Inflammatory carcinoma of the breast
Inflammatory breast cancer is a rare type of breast cancer where the whole breast can look red and inflamed and be very sore. This could occasionally be mistaken for mastitis. Jack Newman, Canadian paediatrician and breastfeeding expert explains:
This type of cancer can occur at any age but it is uncommon. It is a particularly aggressive type of breast cancer and sometimes the mastitis-like symptoms can come on over a day or two. The breast may swell rapidly and be quite red. A hint that this is different from typical mastitis is that the skin may have a peau d’orange (orange peel) appearance. Sometimes the nipple is retracted as well.

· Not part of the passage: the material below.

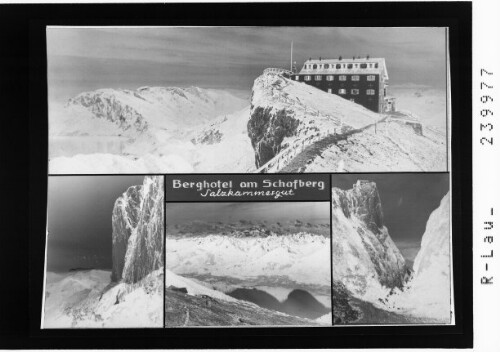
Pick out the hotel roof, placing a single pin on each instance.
(356, 62)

Breast lumps that come and go in the breasts or even the armpits are not unusual when breastfeeding. Possible causes of breastfeeding related lumps include engorgement, blocked ducts, mastitis, and galactoceles. It is rare for a lump to be a breast abscess or a sign of cancer but it is important to get medical advice if the lump is still there or increasing in size after about a week to rule this out. Most diagnostic tests are compatible with breastfeeding.
This article should not be construed as medical advice. Always confirm the nature of persistent breast lumps with your medical professional.